The worldwide incidence of obesity has risen dramatically in recent years. In the U.S., one third of adults are obese and two thirds are overweight. The excessive increase in body weight in the population is a major public health concern owing to its contribution to a diverse array of medical conditions including metabolic syndrome, insulin resistance, type 2 diabetes, dyslipidemia, cardiovascular disease and non-alcoholic fatty liver disease. There are few pharmacological therapies to treat or provide protection against the development of obesity.
Current treatment for obesity includes combinations of the following: diet, exercise, behavior modification, weightloss drugs and in extreme cases, gastrointestinal surgery. Of the few medications that are available to treat obesity, phentermine is approved only for short term use, sibutramine is approved for longer term use but may cause an increase in blood pressure and orlistat, which blocks the absorption of dietary fat, has unpleasant side effects (greasy stool).
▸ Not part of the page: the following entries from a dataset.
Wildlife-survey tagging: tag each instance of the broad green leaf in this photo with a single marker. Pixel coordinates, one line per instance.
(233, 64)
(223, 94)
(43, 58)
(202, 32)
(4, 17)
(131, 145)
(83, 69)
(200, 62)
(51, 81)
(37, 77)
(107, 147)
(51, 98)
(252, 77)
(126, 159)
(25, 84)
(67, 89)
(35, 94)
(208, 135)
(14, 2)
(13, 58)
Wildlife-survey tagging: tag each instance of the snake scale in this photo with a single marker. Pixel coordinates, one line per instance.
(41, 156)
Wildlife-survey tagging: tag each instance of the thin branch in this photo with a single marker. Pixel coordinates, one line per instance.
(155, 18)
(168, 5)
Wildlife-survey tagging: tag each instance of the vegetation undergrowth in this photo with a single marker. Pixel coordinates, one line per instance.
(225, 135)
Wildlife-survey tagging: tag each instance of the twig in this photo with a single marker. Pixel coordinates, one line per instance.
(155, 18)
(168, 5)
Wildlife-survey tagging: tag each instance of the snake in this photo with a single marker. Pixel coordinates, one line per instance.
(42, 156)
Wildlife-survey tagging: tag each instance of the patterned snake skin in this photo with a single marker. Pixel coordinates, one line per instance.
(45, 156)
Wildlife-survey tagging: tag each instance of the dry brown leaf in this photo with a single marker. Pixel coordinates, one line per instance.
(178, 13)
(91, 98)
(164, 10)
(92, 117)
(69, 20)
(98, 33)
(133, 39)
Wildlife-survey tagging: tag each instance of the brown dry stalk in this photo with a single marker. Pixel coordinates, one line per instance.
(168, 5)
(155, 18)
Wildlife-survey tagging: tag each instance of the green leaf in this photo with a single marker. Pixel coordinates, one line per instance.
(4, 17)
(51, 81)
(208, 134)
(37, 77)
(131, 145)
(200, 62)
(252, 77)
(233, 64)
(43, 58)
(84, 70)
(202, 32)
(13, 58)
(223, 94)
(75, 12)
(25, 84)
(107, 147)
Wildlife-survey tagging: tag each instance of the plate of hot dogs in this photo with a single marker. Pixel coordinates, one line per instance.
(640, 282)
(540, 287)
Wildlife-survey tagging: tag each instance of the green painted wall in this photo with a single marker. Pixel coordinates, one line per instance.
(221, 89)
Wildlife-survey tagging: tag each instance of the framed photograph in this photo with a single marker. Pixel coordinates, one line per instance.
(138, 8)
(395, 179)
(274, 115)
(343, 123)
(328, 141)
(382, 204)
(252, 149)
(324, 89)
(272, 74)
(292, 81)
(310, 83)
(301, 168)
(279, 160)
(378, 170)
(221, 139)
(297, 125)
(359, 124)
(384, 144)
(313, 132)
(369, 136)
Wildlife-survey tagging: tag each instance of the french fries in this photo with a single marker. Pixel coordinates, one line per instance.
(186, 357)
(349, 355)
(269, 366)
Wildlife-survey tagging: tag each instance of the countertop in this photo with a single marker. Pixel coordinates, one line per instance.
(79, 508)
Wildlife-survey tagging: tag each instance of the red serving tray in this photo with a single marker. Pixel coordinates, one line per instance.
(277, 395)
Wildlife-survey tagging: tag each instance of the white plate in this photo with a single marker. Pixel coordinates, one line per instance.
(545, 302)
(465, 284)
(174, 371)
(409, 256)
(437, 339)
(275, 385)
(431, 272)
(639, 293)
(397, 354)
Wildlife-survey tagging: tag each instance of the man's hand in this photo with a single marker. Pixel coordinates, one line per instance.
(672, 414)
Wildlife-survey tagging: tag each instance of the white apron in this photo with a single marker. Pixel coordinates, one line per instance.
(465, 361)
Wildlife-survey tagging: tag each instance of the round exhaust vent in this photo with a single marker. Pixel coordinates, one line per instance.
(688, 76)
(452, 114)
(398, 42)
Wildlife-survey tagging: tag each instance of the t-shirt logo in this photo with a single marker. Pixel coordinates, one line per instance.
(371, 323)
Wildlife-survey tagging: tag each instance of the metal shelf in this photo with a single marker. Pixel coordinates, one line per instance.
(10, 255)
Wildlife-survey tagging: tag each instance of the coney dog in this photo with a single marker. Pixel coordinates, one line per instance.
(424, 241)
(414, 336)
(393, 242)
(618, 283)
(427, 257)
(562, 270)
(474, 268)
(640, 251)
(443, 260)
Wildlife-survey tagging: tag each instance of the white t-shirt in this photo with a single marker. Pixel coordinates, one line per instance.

The Maf1 protein is an essential mediator of transcriptional repression by RNA polymerase III in budding yeast. The protein resides at the downstream end of multiple nutrient and stress signaling pathways that control cell growth by coordinately regulating ribosome and tRNA synthesis. Maf1 functions to integrate the responses from these diverse pathways to balance the synthesis of tRNAs, 5S rRNA and other small non-coding RNAs with the needs of the cell. Maf1 is post-translationally regulated and interacts directly with components of the RNA polymerase III transcription machinery.
Maf1 orthologs are found in all eukaryotes and the regulatory function of the protein, as determined in yeast, is conserved in human cells. Human Maf1 is ubiquitously expressed and like its yeast counterpart, is required for maximal repression of RNA polymerase III transcription following inhibition of TOR signaling (e.g. by rapamycin) or in response to genotoxic stress. The phospho-regulation of Maf1 and its interactions with components of the RNA polymerase III transcription machinery are also conserved between yeast and humans. In contrast to yeast, the repressive function of Maf1 in mammals is not limited to the RNA polymerase III system but affects all three nuclear RNA polymerases. Studies in glioblastoma cells have shown that Maf1 directly regulates a subset of RNA polymerase II promoters, including the gene encoding the TATA box-binding protein TBP. By altering the cellular concentration of TBP, Maf1 indirectly affects the transcription of ribosomal RNA genes by RNA polymerase I and may indirectly affect the expression of other genes whose transcription by RNA polymerase II is limited by TBP.
The current invention addresses the need for a pharmacological therapy to treat or prevent obesity and/or obesity related diseases.